Yes, we're trading international top classified secrets - over Gmail, etc. :D

No BudMan, we don't need 256 bit encryption. At least not w/ current technology levels. But, many encryption prgms offer either very weak or very strong encryption. So, it's take what you can get (for free, or small donation).

But I DO use strong encryption (& strong PW / keys) for my financial acct #s, bank login info, etc.

Though some might, I never intended to encrypt email about the weather. Things encryption may be useful for individuals - legal / medical correspondence; sending info about such things to family members; discussing things that are, or are mistakenly interpreted as being of interest to HLS / NSA. Many don't want HLS scanning their email & kicking them out into an "inspect closer" pile, because it happens to have a few political / gov't security buzz words in it, any more than they want anyone w/ a "big ear" long range microphone, sitting outside their house, listening to private conversations. That would be an invasion of privacy & is creepy.

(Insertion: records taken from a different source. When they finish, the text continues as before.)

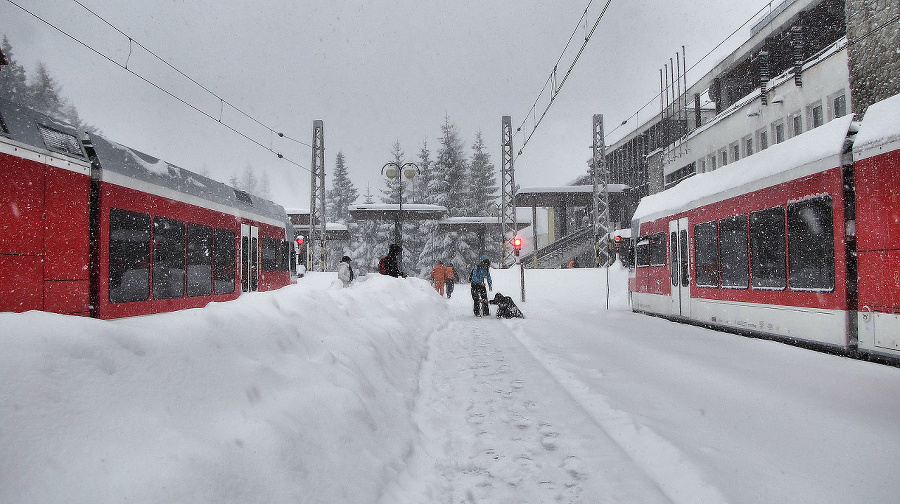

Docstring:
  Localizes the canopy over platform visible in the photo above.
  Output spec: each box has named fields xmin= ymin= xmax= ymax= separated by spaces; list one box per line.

xmin=516 ymin=184 xmax=629 ymax=208
xmin=438 ymin=217 xmax=531 ymax=233
xmin=286 ymin=208 xmax=350 ymax=241
xmin=350 ymin=203 xmax=447 ymax=221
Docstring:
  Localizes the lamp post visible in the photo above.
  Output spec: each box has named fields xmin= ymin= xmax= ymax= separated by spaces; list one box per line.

xmin=381 ymin=161 xmax=419 ymax=254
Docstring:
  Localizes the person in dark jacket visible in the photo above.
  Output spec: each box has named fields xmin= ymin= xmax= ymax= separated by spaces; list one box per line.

xmin=469 ymin=256 xmax=494 ymax=317
xmin=382 ymin=243 xmax=406 ymax=278
xmin=488 ymin=292 xmax=525 ymax=318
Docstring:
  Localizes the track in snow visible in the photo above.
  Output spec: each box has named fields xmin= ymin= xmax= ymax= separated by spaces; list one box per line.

xmin=386 ymin=318 xmax=669 ymax=503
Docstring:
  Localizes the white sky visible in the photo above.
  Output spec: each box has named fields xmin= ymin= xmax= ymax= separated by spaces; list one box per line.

xmin=0 ymin=0 xmax=777 ymax=207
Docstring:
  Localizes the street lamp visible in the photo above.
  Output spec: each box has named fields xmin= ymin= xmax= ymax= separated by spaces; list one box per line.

xmin=381 ymin=161 xmax=420 ymax=254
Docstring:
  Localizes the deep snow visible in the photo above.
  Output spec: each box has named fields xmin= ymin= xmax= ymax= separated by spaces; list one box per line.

xmin=0 ymin=268 xmax=900 ymax=503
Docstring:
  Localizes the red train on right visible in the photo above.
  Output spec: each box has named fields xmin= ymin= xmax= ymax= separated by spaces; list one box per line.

xmin=629 ymin=91 xmax=900 ymax=363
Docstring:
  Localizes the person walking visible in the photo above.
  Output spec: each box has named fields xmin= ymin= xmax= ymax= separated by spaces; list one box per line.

xmin=431 ymin=261 xmax=446 ymax=297
xmin=444 ymin=263 xmax=457 ymax=299
xmin=378 ymin=243 xmax=406 ymax=278
xmin=338 ymin=256 xmax=356 ymax=287
xmin=470 ymin=255 xmax=494 ymax=317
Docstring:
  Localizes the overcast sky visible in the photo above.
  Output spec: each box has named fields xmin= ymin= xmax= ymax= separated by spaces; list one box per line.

xmin=0 ymin=0 xmax=778 ymax=208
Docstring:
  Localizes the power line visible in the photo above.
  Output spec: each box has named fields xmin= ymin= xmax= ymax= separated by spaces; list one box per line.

xmin=607 ymin=1 xmax=773 ymax=141
xmin=516 ymin=0 xmax=612 ymax=159
xmin=6 ymin=0 xmax=310 ymax=171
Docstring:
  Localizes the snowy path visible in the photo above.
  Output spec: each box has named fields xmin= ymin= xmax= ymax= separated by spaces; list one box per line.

xmin=386 ymin=318 xmax=668 ymax=503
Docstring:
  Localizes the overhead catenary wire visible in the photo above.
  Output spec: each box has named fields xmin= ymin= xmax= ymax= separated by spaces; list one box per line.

xmin=6 ymin=0 xmax=310 ymax=171
xmin=514 ymin=0 xmax=612 ymax=159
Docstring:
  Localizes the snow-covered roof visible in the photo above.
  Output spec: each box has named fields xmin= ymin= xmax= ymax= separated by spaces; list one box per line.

xmin=853 ymin=94 xmax=900 ymax=161
xmin=349 ymin=203 xmax=447 ymax=220
xmin=633 ymin=115 xmax=853 ymax=221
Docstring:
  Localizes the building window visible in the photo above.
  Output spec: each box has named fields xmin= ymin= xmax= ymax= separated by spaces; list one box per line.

xmin=750 ymin=207 xmax=787 ymax=289
xmin=787 ymin=196 xmax=834 ymax=291
xmin=756 ymin=128 xmax=769 ymax=151
xmin=187 ymin=224 xmax=212 ymax=296
xmin=153 ymin=217 xmax=185 ymax=299
xmin=806 ymin=102 xmax=825 ymax=129
xmin=213 ymin=229 xmax=237 ymax=294
xmin=828 ymin=90 xmax=847 ymax=119
xmin=772 ymin=120 xmax=786 ymax=144
xmin=719 ymin=215 xmax=750 ymax=289
xmin=788 ymin=110 xmax=803 ymax=138
xmin=694 ymin=221 xmax=719 ymax=287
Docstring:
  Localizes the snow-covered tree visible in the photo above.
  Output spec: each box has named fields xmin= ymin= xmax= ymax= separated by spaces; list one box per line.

xmin=0 ymin=36 xmax=29 ymax=105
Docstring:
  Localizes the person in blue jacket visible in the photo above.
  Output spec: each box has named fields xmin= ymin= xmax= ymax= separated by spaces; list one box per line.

xmin=470 ymin=255 xmax=494 ymax=317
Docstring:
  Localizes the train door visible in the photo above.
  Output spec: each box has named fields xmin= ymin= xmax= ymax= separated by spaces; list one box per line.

xmin=669 ymin=217 xmax=691 ymax=317
xmin=241 ymin=224 xmax=259 ymax=292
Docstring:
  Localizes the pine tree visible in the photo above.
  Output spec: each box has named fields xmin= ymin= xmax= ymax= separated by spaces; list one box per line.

xmin=416 ymin=140 xmax=443 ymax=276
xmin=0 ymin=36 xmax=29 ymax=105
xmin=325 ymin=152 xmax=359 ymax=223
xmin=435 ymin=117 xmax=474 ymax=266
xmin=325 ymin=152 xmax=359 ymax=270
xmin=348 ymin=186 xmax=387 ymax=273
xmin=467 ymin=131 xmax=501 ymax=261
xmin=28 ymin=62 xmax=68 ymax=119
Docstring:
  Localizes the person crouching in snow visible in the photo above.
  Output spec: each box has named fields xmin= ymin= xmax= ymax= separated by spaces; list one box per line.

xmin=470 ymin=255 xmax=494 ymax=317
xmin=488 ymin=292 xmax=525 ymax=318
xmin=338 ymin=256 xmax=356 ymax=287
xmin=431 ymin=261 xmax=446 ymax=297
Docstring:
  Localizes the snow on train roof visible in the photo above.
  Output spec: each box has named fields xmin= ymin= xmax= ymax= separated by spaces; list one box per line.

xmin=853 ymin=94 xmax=900 ymax=161
xmin=633 ymin=115 xmax=853 ymax=221
xmin=0 ymin=99 xmax=87 ymax=162
xmin=91 ymin=135 xmax=287 ymax=227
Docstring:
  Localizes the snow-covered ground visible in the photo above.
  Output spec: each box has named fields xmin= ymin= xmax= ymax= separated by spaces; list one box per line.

xmin=0 ymin=268 xmax=900 ymax=504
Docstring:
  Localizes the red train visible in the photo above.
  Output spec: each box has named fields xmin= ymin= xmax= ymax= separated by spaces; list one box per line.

xmin=629 ymin=95 xmax=900 ymax=361
xmin=0 ymin=100 xmax=293 ymax=319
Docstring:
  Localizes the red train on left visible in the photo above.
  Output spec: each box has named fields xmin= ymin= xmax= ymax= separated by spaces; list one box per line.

xmin=0 ymin=99 xmax=293 ymax=319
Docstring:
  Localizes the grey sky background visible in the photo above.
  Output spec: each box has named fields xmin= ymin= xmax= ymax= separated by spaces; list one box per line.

xmin=0 ymin=0 xmax=779 ymax=208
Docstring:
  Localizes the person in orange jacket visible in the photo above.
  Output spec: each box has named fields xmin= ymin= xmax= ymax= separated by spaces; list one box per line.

xmin=431 ymin=261 xmax=446 ymax=297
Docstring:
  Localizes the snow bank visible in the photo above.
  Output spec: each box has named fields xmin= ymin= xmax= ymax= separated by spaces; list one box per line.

xmin=0 ymin=274 xmax=448 ymax=504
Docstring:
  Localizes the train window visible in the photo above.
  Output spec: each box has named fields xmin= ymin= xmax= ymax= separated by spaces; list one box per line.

xmin=38 ymin=124 xmax=84 ymax=158
xmin=275 ymin=240 xmax=291 ymax=271
xmin=262 ymin=238 xmax=278 ymax=271
xmin=153 ymin=217 xmax=184 ymax=299
xmin=213 ymin=229 xmax=236 ymax=294
xmin=772 ymin=120 xmax=785 ymax=143
xmin=635 ymin=236 xmax=650 ymax=268
xmin=787 ymin=196 xmax=834 ymax=291
xmin=694 ymin=221 xmax=719 ymax=287
xmin=750 ymin=207 xmax=787 ymax=289
xmin=719 ymin=215 xmax=750 ymax=289
xmin=187 ymin=224 xmax=212 ymax=296
xmin=649 ymin=233 xmax=666 ymax=266
xmin=109 ymin=208 xmax=150 ymax=303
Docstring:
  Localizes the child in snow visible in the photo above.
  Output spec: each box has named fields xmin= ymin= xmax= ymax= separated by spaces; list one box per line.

xmin=488 ymin=292 xmax=525 ymax=318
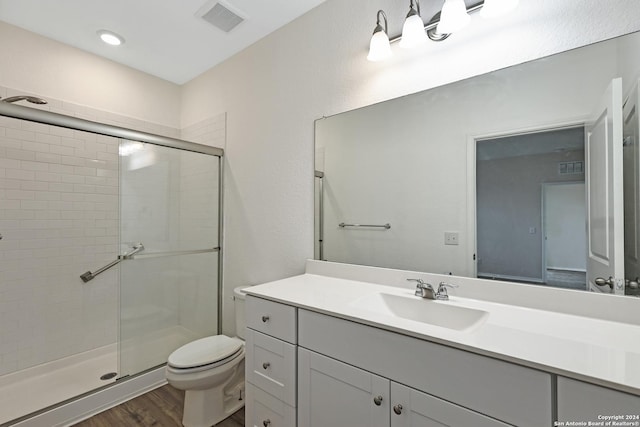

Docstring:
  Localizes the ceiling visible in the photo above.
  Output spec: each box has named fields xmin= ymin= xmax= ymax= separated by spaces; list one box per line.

xmin=0 ymin=0 xmax=325 ymax=84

No, don't NEED 256 bit encryption unless trying to protect something really important. If I'm going to encrypt either email or files on my PC, may as well use something strong, if it takes no more time to do it.

I guess w/ PGP, you select the strength of the keys. But many stand alone software, you have one encryption bit strength choice, then of course the chosen strength of PW / Phrase (or in some, Keys).